ABDELBASET Ali Mohmed al Megrahi had a particularly aggressive form of prostate cancer but survived far longer than expected.
Last Wednesday marked 1000 days since his release from prison on compassionate grounds when medics said he would be unlikely to survive much more than three months. He was diagnosed with the disease in September 2008, by which time it had spread to his lymph nodes and spine. He received hormone therapy, a common treatment for prostate cancer, but one that can only delay further decline.
By July 3, 2009, Megrahi's doctors said the hormone treatment was no longer working. In a letter to Kenny MacAskill, Megrahi wrote: "I am terminally ill. There is no prospect of my recovery."
Professor Karol Sikora, one of several cancer experts who visited Megrahi in Greenock Prison, said he believed Megrahi had no more than three months to live.
However, the medical evidence was placed under considerable scrutiny by critics of the decision to release Megrahi on compassionate grounds. They contended he could live a good deal longer.
At the age of 56, Megrahi was much younger than an average patient diagnosed in their early-70s. And, once back in Tripoli, he had access to new, experimental drugs.

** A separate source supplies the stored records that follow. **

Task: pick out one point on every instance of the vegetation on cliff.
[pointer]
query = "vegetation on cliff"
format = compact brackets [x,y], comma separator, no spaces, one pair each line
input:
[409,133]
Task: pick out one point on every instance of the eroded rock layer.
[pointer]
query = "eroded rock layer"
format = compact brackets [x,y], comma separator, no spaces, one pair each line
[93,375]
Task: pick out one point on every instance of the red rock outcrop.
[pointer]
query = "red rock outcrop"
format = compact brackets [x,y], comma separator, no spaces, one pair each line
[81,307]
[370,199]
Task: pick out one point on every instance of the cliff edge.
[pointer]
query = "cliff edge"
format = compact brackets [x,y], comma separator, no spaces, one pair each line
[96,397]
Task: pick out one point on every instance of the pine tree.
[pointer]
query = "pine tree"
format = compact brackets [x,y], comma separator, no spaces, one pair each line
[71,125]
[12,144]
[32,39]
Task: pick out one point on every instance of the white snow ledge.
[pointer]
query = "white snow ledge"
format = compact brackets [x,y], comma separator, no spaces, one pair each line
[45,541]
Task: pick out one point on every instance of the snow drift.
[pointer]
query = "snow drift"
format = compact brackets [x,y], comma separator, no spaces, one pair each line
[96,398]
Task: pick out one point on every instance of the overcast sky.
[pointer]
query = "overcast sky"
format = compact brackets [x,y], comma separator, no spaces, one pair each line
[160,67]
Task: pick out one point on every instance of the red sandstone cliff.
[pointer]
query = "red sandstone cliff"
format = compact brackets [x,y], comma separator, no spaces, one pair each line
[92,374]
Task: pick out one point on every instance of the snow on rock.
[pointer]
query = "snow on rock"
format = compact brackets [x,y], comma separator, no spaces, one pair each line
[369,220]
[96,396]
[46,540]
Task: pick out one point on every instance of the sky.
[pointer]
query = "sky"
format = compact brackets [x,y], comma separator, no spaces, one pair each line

One of those drugs was the cutting-edge, life-prolonging prostate cancer drug abiraterone. Costing up to £3000 a month, there was controversy earlier this year when the Scottish Medicines Consortium (SMC) rejected it on the grounds it was not cost-effective.
Opposition politicians attacked the SNP Government for allowing Scots prostate cancer patients to be denied a treatment handed out in Libya to the country's most famous former prisoner.